President Deni will have an opportunity to put political marginalisation associated with the 4.5 system on the agenda at the national consultative conference to be held in Puntland State of Somalia.

Mogadishu  (PP Editorial)  — At his inauguration ceremony in Garowe last week, the President of Puntland State of Somalia Mr Said Abdullahi Deni shared his intention to host a national consultative conference for Somali political stakeholders. Given the threat to the sovereignty of Somalia posed by the maritime Memorandum of Understanding between Ethiopia and the secessionist administration of Somaliland, the controversial plan to change the political system in Somalia from prime ministerial to presidential and to effect opportunistic amendments to the draft federal constitution, the conference could provide a springboard for addressing political challenges that, if unaddressed, can tip Somalia into, the unenviable state collapse status.

It will be a lost opportunity if the consultative conference turns out to be an opportunity for elite bargain. This year marks the twentieth anniversary of the adoption of a federal system for Somalia. While the formation of federal members states is commendable, the burning political injustices remain an albatross around the Somali nation’s neck: the 4.5, unveiled and promoted in Djibouti nearly 24 years ago to disenfranchise certain Somali clans, now known as .050, whose political rights have been reduced to z-class citizenship under a system in which four clans (Hawiye, Darod, Digil-Mirifle and Dir boast pollical visibility and economic privileges, stands in the way an  effective, post-conflict state-building endeavours. Under the 4.5 system the 0.50 Somali clans also known as Others lack the proper economic and political rights. In Mogadishu, Lower Shabelle, Middle Shabelle, Lower Jubba the Banadiris bear the brunt of political marganislation that the 4.5 institutionalised, to mention just example of institutionalised political marginalisation.

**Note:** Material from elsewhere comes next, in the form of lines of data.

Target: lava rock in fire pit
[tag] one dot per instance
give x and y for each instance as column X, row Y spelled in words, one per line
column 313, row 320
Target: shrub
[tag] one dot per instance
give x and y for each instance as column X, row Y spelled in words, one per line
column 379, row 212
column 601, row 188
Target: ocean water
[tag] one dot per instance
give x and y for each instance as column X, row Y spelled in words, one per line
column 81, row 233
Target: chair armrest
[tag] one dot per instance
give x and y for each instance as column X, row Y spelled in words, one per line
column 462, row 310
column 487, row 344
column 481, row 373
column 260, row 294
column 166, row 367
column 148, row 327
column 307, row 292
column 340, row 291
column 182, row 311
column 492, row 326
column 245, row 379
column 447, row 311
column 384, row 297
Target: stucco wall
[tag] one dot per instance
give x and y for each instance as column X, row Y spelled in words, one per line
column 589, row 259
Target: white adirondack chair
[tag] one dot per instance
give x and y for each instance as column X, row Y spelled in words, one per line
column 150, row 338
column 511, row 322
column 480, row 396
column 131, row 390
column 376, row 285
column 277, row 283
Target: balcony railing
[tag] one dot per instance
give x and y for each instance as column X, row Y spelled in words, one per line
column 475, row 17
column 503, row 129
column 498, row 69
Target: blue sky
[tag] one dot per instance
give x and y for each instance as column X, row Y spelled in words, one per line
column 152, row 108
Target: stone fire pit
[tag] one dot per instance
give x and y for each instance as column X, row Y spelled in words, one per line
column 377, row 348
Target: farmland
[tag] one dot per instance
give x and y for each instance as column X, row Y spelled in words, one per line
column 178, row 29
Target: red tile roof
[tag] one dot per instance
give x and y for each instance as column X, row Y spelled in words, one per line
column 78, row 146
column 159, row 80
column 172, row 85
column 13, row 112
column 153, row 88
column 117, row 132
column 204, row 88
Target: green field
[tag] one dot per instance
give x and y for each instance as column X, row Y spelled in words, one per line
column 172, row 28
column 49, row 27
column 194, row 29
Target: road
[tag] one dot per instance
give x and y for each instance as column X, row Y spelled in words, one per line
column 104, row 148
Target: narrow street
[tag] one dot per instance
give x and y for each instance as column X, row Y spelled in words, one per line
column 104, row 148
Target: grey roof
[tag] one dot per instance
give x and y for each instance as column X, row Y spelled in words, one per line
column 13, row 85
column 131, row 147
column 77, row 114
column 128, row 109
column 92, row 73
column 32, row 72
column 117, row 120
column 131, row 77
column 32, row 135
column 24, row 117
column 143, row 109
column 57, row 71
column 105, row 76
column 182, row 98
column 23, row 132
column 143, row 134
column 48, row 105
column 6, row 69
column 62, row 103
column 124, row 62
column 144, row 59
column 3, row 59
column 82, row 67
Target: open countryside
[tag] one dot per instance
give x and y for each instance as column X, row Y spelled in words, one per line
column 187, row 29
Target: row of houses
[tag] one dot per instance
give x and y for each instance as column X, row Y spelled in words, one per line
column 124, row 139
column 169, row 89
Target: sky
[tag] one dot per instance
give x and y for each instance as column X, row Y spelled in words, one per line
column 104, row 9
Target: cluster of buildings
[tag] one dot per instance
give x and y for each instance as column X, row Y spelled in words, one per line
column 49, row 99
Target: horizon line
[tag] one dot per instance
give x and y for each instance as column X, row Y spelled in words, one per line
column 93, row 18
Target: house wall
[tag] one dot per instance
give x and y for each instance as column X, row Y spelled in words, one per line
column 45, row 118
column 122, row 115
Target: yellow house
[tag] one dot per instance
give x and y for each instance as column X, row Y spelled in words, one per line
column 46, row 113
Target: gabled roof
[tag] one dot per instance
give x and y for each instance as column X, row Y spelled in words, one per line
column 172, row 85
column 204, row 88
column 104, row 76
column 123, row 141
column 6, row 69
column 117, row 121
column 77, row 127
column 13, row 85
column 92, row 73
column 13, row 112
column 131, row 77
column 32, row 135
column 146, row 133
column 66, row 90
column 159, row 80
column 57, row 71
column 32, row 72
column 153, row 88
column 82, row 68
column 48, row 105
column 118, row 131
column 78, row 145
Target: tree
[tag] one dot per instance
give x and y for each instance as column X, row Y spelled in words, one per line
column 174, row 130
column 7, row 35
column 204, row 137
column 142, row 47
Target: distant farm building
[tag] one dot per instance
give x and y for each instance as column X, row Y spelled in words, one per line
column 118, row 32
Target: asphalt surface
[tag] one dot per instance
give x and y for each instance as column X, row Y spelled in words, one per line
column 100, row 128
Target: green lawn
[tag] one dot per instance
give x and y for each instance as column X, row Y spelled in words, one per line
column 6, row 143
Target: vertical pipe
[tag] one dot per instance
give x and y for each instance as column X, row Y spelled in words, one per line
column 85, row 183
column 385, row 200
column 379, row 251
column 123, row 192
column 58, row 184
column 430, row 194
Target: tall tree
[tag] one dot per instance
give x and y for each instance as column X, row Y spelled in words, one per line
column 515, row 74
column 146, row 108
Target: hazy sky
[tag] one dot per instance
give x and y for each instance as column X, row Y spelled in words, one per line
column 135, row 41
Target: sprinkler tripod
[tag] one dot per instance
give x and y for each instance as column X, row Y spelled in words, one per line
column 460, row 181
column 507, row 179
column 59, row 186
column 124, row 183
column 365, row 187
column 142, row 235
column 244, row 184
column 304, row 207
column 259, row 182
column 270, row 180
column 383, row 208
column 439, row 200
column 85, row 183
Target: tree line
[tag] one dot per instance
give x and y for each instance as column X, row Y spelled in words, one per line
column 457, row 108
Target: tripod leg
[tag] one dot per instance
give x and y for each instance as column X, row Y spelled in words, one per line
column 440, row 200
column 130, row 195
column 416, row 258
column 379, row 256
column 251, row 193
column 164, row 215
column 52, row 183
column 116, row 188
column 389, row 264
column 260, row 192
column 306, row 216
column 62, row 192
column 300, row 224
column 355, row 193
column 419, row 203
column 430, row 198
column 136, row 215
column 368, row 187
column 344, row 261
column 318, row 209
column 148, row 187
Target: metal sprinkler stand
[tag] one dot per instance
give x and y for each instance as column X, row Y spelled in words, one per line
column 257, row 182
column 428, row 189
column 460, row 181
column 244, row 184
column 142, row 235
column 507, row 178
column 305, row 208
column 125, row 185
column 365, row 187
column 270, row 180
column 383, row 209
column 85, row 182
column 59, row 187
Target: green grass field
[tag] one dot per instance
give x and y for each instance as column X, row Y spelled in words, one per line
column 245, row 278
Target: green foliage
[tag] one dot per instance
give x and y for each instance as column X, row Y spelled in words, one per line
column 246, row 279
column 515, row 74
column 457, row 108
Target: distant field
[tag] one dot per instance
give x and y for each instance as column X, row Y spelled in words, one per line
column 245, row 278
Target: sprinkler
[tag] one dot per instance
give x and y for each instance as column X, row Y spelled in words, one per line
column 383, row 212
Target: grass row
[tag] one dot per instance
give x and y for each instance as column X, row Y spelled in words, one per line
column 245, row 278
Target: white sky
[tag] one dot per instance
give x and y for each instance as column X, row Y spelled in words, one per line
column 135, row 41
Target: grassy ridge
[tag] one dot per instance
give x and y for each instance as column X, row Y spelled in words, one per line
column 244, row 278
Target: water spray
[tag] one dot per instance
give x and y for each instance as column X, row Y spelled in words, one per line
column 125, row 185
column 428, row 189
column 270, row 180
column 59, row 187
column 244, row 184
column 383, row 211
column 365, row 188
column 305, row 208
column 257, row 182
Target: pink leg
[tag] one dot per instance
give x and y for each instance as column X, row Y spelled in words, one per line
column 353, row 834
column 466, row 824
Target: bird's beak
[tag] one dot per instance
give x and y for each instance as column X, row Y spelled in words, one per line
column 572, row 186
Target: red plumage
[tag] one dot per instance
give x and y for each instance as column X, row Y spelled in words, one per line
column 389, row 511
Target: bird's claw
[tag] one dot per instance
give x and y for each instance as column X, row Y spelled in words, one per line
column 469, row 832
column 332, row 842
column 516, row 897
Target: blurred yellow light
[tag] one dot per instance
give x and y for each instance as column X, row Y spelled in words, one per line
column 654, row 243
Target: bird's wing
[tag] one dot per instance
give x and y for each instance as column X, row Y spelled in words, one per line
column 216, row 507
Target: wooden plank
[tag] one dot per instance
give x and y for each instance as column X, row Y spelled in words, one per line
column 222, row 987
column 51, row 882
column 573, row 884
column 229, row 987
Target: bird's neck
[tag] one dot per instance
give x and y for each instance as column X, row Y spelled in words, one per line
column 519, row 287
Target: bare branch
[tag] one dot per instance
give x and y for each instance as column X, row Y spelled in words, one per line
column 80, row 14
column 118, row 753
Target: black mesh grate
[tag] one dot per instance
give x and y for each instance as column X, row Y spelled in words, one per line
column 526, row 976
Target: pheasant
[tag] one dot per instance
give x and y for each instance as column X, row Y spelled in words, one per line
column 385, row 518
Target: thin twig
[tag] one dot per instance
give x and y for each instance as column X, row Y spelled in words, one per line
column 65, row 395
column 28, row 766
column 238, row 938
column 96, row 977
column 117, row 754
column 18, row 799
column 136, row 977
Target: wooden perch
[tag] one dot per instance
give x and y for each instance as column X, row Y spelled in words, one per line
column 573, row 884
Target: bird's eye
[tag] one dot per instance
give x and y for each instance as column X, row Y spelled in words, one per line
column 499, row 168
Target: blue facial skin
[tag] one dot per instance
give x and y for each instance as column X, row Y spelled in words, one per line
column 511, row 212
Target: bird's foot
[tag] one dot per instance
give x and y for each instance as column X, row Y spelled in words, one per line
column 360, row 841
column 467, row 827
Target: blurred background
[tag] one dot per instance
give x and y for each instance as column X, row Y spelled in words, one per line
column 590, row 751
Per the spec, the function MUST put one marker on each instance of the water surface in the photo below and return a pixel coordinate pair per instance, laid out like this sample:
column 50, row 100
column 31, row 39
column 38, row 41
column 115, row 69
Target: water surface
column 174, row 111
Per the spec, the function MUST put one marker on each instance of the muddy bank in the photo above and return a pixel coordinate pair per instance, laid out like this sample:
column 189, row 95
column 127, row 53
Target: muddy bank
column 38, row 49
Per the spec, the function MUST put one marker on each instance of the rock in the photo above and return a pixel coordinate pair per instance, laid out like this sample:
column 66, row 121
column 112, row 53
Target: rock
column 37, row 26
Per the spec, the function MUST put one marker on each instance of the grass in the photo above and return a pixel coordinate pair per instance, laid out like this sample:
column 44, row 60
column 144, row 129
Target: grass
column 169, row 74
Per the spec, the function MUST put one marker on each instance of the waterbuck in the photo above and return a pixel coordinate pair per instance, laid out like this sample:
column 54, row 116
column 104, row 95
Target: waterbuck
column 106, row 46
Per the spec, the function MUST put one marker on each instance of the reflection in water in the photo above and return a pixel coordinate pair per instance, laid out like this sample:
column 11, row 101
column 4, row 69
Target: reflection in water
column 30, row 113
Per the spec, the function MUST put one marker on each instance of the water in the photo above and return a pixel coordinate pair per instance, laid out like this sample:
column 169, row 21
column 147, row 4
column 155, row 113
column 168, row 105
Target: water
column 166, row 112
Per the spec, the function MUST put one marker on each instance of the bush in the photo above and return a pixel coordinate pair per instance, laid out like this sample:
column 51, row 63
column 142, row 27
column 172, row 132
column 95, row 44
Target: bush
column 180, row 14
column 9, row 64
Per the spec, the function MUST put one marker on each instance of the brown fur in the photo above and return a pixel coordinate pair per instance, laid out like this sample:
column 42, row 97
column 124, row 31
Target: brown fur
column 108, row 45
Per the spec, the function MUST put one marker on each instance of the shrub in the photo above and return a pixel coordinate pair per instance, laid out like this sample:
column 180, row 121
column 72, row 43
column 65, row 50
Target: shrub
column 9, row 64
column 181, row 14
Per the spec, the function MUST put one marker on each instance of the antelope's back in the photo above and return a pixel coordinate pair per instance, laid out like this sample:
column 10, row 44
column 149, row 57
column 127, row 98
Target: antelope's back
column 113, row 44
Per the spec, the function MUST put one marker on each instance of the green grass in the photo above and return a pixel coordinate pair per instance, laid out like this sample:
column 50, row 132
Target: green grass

The 4.5 was conceived to cement the ill-gotten properties and illegally occupied territories throughout Somalia. What we have in Somalia today is a tendency to conflate post-conflict governance with maintaining pre-state-building conquests.  In 2012, when President Hassan Sheikh Mohamud was elected, the United Nations called for transitional justice processes. Where President Hassan on this approach to addressing the impact of the civil war is not clear given his restricted doctoral dissertation that gives hints about his flawed worldview about the Somali conflict – a conflict amongst clans, not politicians. President Mohamud has not so far shown that he is committed to speaking for the politically and economically marginalised Somali citizens.

Puntland has an obligation to correct the course the federal system has taken, which now is as anti-citizenship and warlord-empowering as the post-1991 politically destructive, fiefdom-based anomie. President Deni should remind all political stakeholders that the four self-styled major clans have trampled the political rights of their fellow Somali citizens under foot. “Injustice anywhere is a threat to justice everywhere” wrote Martin Luther King, Jr.